There is liquidity in the market, and the growing demand and clear signs that even the residential market is entering a new growth phase will push banks to further loosen credit for end users, added Bidian, but the same cannot be said about securing financing for residential developments, complained other participants. “It is too early to talk about the residential market (…). There are two entities dictating this. On one hand there are the banks who cannot be convinced overnight to start financing the residential sector, and on the other hand there are the developers who so far don’t want to hear about residential projects,” said Peli, predicting that the situation could change next year.

A sign that the market is maturing and heading towards an upturn would be the diversification of financing methods beyond the Prima Casa state-backed loan scheme, set up to help first-time buyers get on the property ladder.

At present, home acquisitions or constructions financed through the savings-lending system (known as Bauspar) have a penetration rate of only 2 percent in Romania compared to about 66 percent in Austria, 42 percent in the Czech Republic, 25 percent in Slovakia and 13 percent in Hungary, said Aurelia Cionga, president of Raiffeisen Banca pentru Locuinte (RBL). Given the improving macroeconomic context and lower risks such loan schemes carry, she is confident, however, that about 10 percent of Romanians will opt for this financing method in the future. One sign that local buyers are starting to trust in the system is that RBL increased the number of savings-lending contracts both last year compared to the previous one and in early 2014 y-o-y, added Cionga.

In the meantime, the price of apartments continued to drop last year. Sale prices for apartments in Bucharest were 5.6 percent lower in March this year compared to the same month in 2013, said Georgian Marcu, president of the Romanian real estate agencies association, APAIR.

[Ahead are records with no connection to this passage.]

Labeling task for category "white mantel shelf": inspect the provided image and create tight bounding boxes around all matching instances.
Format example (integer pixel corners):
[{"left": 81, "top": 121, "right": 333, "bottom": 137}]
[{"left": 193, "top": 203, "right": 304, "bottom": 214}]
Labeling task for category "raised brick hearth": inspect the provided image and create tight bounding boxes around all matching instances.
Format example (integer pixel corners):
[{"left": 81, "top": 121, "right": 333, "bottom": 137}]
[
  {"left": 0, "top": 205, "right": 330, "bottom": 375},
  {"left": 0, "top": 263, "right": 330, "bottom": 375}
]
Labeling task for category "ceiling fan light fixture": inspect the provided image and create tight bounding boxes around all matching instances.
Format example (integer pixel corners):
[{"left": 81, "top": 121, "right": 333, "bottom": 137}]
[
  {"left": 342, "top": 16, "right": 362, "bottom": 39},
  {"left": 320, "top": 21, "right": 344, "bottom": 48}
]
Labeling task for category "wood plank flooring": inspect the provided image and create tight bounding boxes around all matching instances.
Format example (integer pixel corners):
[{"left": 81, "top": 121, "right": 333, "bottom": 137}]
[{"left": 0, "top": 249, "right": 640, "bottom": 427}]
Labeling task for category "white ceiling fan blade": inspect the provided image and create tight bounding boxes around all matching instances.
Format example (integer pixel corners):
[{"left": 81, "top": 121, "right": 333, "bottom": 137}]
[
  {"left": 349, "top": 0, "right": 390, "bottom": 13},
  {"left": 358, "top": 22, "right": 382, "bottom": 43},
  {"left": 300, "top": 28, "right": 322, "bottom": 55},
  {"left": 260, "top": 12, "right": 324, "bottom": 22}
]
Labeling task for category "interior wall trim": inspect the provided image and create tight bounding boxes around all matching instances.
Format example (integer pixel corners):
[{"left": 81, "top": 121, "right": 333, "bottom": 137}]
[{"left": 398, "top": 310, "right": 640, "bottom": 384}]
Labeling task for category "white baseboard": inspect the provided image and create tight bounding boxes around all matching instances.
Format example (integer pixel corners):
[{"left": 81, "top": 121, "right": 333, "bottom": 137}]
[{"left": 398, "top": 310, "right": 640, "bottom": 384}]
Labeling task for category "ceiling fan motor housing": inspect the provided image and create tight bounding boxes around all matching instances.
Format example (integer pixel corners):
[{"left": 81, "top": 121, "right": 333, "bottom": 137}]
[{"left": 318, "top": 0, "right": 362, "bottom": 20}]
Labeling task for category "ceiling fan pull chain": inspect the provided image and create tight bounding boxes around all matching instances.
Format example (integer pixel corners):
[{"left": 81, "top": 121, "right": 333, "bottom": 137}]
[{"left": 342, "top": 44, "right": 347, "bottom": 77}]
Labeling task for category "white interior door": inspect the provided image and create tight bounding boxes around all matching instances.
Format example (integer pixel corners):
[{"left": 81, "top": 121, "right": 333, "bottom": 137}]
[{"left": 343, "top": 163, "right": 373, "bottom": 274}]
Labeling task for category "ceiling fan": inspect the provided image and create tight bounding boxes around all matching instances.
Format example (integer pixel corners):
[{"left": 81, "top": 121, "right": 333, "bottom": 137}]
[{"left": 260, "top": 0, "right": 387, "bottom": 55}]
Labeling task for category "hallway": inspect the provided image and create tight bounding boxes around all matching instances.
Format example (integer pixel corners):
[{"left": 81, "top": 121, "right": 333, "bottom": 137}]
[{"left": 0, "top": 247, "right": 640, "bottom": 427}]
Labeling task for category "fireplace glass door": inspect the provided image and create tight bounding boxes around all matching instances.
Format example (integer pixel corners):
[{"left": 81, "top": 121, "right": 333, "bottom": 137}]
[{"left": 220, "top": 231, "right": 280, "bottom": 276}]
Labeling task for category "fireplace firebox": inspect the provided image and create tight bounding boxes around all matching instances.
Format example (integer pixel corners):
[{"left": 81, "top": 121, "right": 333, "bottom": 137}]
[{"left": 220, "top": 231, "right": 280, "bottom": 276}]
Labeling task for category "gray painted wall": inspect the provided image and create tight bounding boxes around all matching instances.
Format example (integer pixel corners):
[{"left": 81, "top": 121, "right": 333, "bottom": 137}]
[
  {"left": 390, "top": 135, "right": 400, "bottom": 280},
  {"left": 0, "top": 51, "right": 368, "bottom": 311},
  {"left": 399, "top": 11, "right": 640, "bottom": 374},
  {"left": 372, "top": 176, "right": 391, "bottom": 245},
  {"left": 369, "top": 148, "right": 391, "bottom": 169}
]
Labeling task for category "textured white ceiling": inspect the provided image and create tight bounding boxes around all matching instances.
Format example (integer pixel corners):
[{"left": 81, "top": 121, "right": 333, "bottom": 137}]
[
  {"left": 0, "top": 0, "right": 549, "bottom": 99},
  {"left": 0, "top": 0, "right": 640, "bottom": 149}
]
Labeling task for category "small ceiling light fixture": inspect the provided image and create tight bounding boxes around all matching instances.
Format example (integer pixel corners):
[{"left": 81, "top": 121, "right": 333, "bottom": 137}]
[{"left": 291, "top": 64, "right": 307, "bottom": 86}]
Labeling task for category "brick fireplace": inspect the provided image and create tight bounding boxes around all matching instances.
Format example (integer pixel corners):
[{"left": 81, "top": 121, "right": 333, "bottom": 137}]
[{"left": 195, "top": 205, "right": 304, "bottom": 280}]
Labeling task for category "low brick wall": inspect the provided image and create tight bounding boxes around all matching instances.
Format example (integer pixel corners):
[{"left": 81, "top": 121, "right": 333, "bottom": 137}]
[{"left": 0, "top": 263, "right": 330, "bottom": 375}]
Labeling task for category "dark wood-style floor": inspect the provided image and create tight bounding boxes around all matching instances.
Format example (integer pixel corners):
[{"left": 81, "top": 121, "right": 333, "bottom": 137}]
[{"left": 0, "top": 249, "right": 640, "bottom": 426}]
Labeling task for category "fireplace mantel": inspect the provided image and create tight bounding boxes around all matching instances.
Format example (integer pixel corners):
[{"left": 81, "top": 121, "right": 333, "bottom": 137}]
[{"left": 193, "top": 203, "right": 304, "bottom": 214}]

Bucharest’s ‘Laser Valley’ and EUR 3 billion Gara de Nord revamp project

The Gara de Nord railway station in Bucharest could be transformed over the next decade into a regional intermodal railway hub and a modern and dynamic urban development, should the urban revamp project presented during the event by Alexandra Coltos, urban planner from the Ion Mincu Center of Excellence in Planning, become reality.

The project is currently in its study phase but its initiators are hoping it will be turned into a public-private partnership in the not so distant future. The result would be the transformation of the shabby Gara de Nord historic building into a modern shopping mall with all railway activities transferred underground. This would free up major space in one of Bucharest’s key areas to be used for real estate developments, said the team behind the project.

The investment required for this transformation would be around EUR 3 billion, most of which would come from public funds and EU money, but also from private sources. Should the project be implemented, it would become the largest and most complex urban transformation project Bucharest has seen over the past few decades.

This is not the only urban transformation scheme the Ion Mincu Center of Excellence in Planning is working on at present. The second is the transformation of Magurele, a town close to the capital, into Bucharest’s own “Laser Valley” and an international physics hub. A high-power laser is currently being built there, the ELI-NP (Extreme Light Infrastructure-Nuclear Physics) project, which will see the construction of the most powerful laser beams and most advanced gamma beams in the world.